LEXAM - chunhualiao/public-docs GitHub Wiki

The paper didn't "improve the LLM (GPT-4o) itself" in the sense of retraining or fine-tuning the base model. Instead, they meticulously engineered and refined how the LLM (specifically GPT-4o) was used as a judge to make its evaluations align closely with human legal experts.

Here's how they achieved this, as detailed in Section 4.1 (Evaluation Metric for Open Questions) and validated in Section 6:

Specialized Prompt Engineering by Legal Experts:

Two of the paper's authors, both with formal doctoral-level legal training, drafted a highly specialized "judging prompt." This prompt was designed specifically for evaluating Swiss law school exam answers, instructing the LLM on how to assess accuracy, completeness, and legal reasoning. (The prompt itself is shown in Appendix E.2).
The prompt guided the LLM on aspects like:
- Focusing on accuracy, completeness, and legal reasoning.
- How to handle deviations or additional elements not in the reference answer (penalizing incorrect ones, not penalizing legally sound unmentioned ones).
- Assuming the reference answer is complete.
- How to proportionally score answers if reference answers have sub-points.
- The precise format for the output (Explanation, Constructive Feedback, Correctness Score).

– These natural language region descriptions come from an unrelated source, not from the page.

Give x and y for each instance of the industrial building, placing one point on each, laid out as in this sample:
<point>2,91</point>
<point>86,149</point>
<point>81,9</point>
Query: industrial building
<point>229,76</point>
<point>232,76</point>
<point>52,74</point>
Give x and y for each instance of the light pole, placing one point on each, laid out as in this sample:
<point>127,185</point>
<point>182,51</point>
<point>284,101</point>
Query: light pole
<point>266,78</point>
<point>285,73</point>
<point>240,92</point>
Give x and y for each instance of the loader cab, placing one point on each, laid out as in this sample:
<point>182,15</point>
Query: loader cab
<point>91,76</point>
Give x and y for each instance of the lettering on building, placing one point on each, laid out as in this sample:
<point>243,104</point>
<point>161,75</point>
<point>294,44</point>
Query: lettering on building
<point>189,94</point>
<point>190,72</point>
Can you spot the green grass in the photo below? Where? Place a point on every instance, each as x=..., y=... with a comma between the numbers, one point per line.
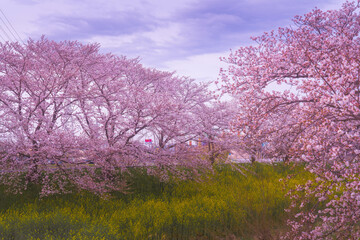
x=223, y=204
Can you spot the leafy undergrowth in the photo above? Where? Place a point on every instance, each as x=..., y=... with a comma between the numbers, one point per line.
x=224, y=204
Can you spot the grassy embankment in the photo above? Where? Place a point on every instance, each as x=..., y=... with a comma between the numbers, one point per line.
x=225, y=204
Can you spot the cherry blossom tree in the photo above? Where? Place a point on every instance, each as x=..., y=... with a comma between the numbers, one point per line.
x=64, y=105
x=315, y=119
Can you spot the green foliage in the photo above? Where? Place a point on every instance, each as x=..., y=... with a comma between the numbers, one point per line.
x=221, y=204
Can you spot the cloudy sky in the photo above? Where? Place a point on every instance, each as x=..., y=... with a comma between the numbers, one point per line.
x=187, y=36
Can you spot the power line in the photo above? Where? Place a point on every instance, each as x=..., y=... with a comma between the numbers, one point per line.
x=2, y=38
x=19, y=38
x=8, y=30
x=7, y=36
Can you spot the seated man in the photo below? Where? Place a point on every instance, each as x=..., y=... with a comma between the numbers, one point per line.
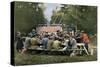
x=34, y=42
x=72, y=44
x=56, y=44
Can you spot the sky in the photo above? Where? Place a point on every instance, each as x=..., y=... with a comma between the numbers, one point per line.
x=49, y=8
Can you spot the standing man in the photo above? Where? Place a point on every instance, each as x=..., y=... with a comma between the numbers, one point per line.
x=85, y=39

Iterative Optimization through a Pilot Study:

The legal experts conducted a pilot study to iteratively optimize this specialized prompt. They used GPT-4o (the chosen LLM judge) with the draft prompt to evaluate a diverse sample of courses.
They refined the prompt based on GPT-4o's performance until they (the human legal experts) were satisfied with the judging performance.
A key challenge during this phase was calibrating penalties, especially for cases where the LLM's answer introduced plausible but incorrect information not found in the reference answer. This iterative process allowed them to fine-tune the instructions within the prompt to handle such nuances.

Rigorous Validation with Human Experts:

After developing the LLM judge (GPT-4o + optimized prompt), they conducted a rigorous validation process described in Section 6.
Three human legal experts independently annotated 50 question-answer pairs.
They then used the Alternative Annotator Test (AAT) to compare the LLM judge's evaluations against the human experts' evaluations.
The results (Table 4) showed that their GPT-4o judge significantly matched or exceeded the agreement levels of two out of the three human experts, even under the strictest criteria (ε = 0, meaning no "bonus" for being close). The LLM judge achieved a winning rate (ω) of 0.67.

In Essence, the "Improvement" Came From:

Leveraging deep legal domain expertise to craft a highly specific and nuanced set of instructions (the prompt).
Iteratively refining these instructions based on observed performance in a pilot study.

This careful prompt engineering and refinement process made the pre-existing GPT-4o model behave like a reliable legal expert for the specific task of evaluating exam answers within the LEXAM benchmark.

They made the application of the LLM as a judge highly effective, rather than altering the underlying LLM.